Given that the Stanleys are relatively young and have time to figure out their retirement-planning strategy, Cork suggests that they start to focus on how much it will cost to move to Mexico. “They need to factor in one-time moving expenses, starting or buying a business, buying a house, and ongoing monthly expenses,” he says. “Like any small-business owner, they will also need to consider how they’re going to pay for health-care costs, disability insurance and so on.”

On top of that, they’ll have to consider the costs of educating their children, a service they get for free in Canada. Then there are Mexican taxes, regulations and visas to consider. Cork adds that Mexican banks have become just as tight with their money as Canadian banks for small-

business loans, so the Stanleys should have other options in place. He suggests one of them head to a local community college for courses on the core aspects of owning a business. If their online business can generate $1,500 a month, it may be a good idea, he says. But will they have the time to run both companies? “And what if the site only makes $100 a month?
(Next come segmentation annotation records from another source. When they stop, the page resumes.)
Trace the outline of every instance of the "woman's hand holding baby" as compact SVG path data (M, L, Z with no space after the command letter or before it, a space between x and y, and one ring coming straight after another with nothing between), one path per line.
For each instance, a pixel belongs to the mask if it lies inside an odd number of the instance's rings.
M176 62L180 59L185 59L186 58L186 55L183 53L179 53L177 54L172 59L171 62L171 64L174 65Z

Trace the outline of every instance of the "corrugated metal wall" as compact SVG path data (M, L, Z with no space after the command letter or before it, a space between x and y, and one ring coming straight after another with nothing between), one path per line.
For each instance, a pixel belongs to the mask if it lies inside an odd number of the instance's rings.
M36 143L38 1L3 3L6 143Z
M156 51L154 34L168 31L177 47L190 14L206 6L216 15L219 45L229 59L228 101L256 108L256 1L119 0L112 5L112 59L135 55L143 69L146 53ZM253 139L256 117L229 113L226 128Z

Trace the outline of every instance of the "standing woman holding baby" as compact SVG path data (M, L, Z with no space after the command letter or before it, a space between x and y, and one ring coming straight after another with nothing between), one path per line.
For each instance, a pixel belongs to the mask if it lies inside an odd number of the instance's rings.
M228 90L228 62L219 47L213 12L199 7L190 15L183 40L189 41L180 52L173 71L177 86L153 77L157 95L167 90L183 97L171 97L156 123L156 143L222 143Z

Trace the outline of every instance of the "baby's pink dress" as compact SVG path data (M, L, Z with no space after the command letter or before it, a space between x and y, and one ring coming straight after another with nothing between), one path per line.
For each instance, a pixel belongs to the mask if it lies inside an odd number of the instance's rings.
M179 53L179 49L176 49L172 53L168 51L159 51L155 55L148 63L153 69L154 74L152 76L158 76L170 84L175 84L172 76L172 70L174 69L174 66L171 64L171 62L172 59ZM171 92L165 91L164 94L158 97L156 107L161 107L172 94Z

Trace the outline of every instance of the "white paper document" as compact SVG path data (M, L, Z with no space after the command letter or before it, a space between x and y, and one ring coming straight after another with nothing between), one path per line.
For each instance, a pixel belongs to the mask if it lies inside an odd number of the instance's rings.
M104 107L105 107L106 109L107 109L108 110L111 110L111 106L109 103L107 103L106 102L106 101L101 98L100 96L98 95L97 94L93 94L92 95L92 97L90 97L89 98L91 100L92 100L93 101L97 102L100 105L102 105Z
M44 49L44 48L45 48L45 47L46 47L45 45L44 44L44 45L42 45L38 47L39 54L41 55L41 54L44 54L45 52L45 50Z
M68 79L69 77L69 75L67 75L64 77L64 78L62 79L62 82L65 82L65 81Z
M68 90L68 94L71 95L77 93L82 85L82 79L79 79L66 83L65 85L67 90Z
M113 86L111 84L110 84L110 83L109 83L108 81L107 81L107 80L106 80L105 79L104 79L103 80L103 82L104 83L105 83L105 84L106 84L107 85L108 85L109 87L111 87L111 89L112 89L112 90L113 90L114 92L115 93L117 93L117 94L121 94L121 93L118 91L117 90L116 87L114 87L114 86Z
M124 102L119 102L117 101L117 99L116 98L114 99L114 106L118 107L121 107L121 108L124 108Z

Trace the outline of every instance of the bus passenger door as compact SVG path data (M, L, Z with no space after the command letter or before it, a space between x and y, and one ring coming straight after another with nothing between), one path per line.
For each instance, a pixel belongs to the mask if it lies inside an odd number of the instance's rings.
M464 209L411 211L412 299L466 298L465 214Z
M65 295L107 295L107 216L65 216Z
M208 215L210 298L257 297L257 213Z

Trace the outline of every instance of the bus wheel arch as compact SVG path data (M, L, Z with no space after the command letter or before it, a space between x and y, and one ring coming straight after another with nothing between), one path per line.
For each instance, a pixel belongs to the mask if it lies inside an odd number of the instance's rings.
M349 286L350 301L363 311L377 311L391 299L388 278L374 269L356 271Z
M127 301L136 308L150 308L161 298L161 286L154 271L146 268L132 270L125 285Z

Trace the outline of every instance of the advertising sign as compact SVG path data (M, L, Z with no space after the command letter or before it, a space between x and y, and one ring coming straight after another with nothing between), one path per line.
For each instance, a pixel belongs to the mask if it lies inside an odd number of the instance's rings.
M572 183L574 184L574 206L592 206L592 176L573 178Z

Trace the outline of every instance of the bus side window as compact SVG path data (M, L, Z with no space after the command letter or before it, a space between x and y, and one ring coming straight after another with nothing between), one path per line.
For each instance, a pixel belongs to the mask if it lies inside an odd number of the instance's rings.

How long do they spend time and money on it?” Besides, Cork says, since Julie makes nearly twice as much as Don in their regular employment, why is he not taking the time off instead? “That would have half the impact on their income than the current plan does.”

Alternatively, they could wait until the kids are in university to make the move as a sort of semi-retirement plan, he says. That will give them a decade to build up a much larger nest egg, establish the online business and save for Mexico.

Waiting to make the move has other advantages. For example, it would give the Stanleys more years to contribute to RESPs and take advantage of the federal government’s 20% matching benefit of up to $1,000 a year for each child. That free money won’t be available to them once they move. But if the Stanleys are determined to move soon, Cork and Mizgala say they should at the very least wait until they’ve got money to buy a house and live for a year, on top of whatever they need to buy a business. “And before they pack their bags,” Mizgala says, “they should have a solid business plan that shows how they will generate income.” Cork adds that, if they’re determined to move in the near future, they should consider selling their home now and renting to avoid the risk of further declines in the real estate market.

As for other parts of their plan, Cork and Mizgala both say that the Stanleys need to simplify their financial activities and start building a coherent strategy, for both short-term and long-term goals. That will ensure they’re getting maximum value out of every dollar they earn – and get them that much closer to a new life in Mexico.